Resolution on Prison Expenditures Exposed
The Resolution on Prison Expenditures is listed under ALEC's Public Safety and Elections Task Force and was included in ALEC's 1995 Sourcebook of American State Legislation. There is no adoption or approval information available. ALEC has attempted to distance itself from this piece of legislation after the launch of ALECexposed.org in 2011, but it has done nothing to get it repealed in the states where it previously pushed for it to be made into law.
CMD's Bill Summary
This Resolution purports to blame rising prison spending on rising standards of living for prisoners. The most significant part of per-inmate prison expenditures is the cost of security, which benefits the private prison industry (including the Corrections Corporation of America, which was on the Executive Committee of ALEC's now disbanded Public Safety and Elections Task Force). Looking at the bigger picture, taxpayers are spending more on prisons because more Americans are being imprisoned and more prisons are being built. A large part of the rising incareration rate is attributable to the "War on Drugs," which ALEC bills perpetuate. Also to blame are mandatory minimum sentences, which ALEC bills also promote, as well as truth-in-sentencing bills like those introduced by ALEC alumnus and Wisconsin Governor Scott Walker, which extend time incarcerated rather than on parole.
ALEC Resolution Text
Summary
For over 30 years the average total state cost per prisoner has increased almost twice as fast as the rise in the median income and more than twice as fast as the poverty rate.
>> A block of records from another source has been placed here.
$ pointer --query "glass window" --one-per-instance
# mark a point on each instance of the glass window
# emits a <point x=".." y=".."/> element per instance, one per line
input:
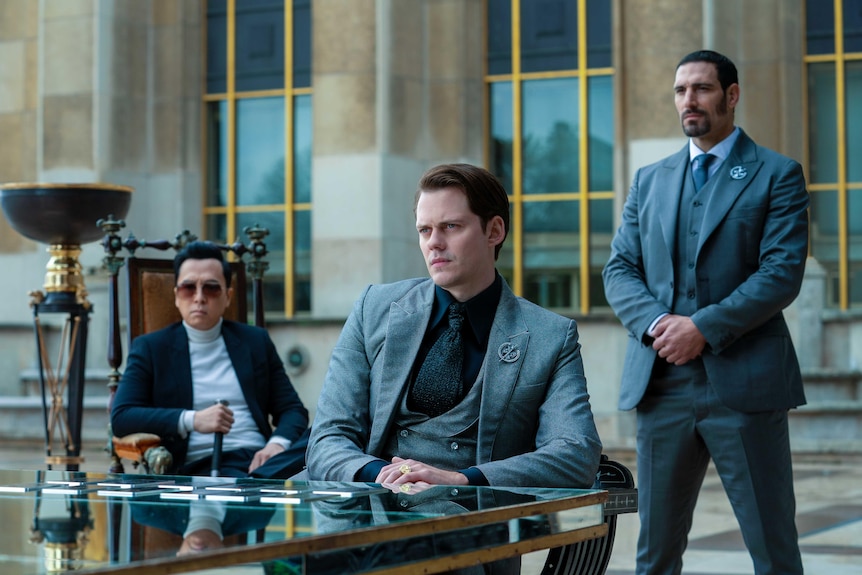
<point x="260" y="151"/>
<point x="301" y="43"/>
<point x="216" y="73"/>
<point x="248" y="148"/>
<point x="549" y="119"/>
<point x="259" y="45"/>
<point x="502" y="133"/>
<point x="822" y="123"/>
<point x="599" y="34"/>
<point x="853" y="98"/>
<point x="834" y="70"/>
<point x="551" y="243"/>
<point x="601" y="124"/>
<point x="549" y="35"/>
<point x="852" y="25"/>
<point x="217" y="164"/>
<point x="551" y="136"/>
<point x="820" y="27"/>
<point x="302" y="149"/>
<point x="499" y="37"/>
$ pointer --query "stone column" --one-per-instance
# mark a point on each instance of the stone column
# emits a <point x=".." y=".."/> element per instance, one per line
<point x="397" y="88"/>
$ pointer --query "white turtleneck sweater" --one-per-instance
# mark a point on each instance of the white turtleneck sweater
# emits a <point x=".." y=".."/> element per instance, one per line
<point x="214" y="379"/>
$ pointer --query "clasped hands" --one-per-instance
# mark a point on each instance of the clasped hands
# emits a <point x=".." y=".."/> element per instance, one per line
<point x="677" y="340"/>
<point x="218" y="418"/>
<point x="402" y="474"/>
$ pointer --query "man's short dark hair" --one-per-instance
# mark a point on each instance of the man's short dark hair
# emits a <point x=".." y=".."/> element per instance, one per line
<point x="199" y="250"/>
<point x="726" y="69"/>
<point x="486" y="196"/>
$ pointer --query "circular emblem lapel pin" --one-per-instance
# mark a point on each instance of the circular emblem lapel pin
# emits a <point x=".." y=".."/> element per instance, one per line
<point x="508" y="352"/>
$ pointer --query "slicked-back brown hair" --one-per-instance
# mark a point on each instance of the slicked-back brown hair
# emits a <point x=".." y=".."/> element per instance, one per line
<point x="486" y="196"/>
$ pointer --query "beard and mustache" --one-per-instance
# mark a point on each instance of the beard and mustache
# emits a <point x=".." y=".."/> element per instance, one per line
<point x="705" y="125"/>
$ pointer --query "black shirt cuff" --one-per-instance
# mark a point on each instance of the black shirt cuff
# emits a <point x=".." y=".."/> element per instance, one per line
<point x="474" y="476"/>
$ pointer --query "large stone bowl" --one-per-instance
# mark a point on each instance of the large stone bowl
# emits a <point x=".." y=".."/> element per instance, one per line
<point x="62" y="214"/>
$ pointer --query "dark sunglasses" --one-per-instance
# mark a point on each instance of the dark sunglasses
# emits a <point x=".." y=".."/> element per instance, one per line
<point x="189" y="289"/>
It is unconscionable that the rise in the standard of living of convicted prisoners has risen far faster than that of their victims, especially in light of the need to use limited public funds to expand prison capacity to prevent convicted violent and repeat offenders from returning to the streets before completing their sentences. This resolution supports any policies which would prevent prisoners from living at a standard of living higher than that of the poverty rate of the citizens of the state in which they are incarcerated, and calls on federal courts to cease "micro-managing" state prisons.
Model Resolution
WHEREAS since 1960, the average total state correctional expenditures per inmate have increased almost twice as fast as median income and more than twice as fast as the poverty threshold; and
WHEREAS expenditures on prisons in excess of the levels necessary to meet constitutionally mandated conditions of confinement increase the cost of building and administering institutions, thereby diverting funds which could be used to expand current prison capacity throughout the country; and
WHEREAS additional prison beds are desperately needed to stop the early release of repeat and violent offenders due to insufficient prison capacity; and
WHEREAS public funds that could go to assist the law-abiding poor are being expended to provide facilities and services for inmates at a level exceeding the minimum standard of living for the law-abiding poor and exceeding the conditions mandated by the Constitution of the United States; and
WHEREAS Federal Courts have been besieged by frivolous litigation brought by inmates incarcerated in institutions; and
WHEREAS lacking a legislative expression of the contemporary standards of decency relating to prison conditions, federal courts have become unduly involved in the micromanagement of state and local correctional facilities;
THEREFORE BE IT RESOLVED that the American Legislative Exchange Council supports policies which state that inmates should not be entitled to live better than law-abiding persons living at the poverty guideline level of income as determined by the U.S. Department of Health and Human Services; and
BE IT FURTHER RESOLVED that the American Legislative Exchange Council supports legislation which limits the power of federal courts to impose upon the states, prison conditions not mandated by the United States Constitution or to further micromanage state prisons; and
BE IT FURTHER RESOLVED that copies of this resolution be provided to the President of the United States and Members of Congress.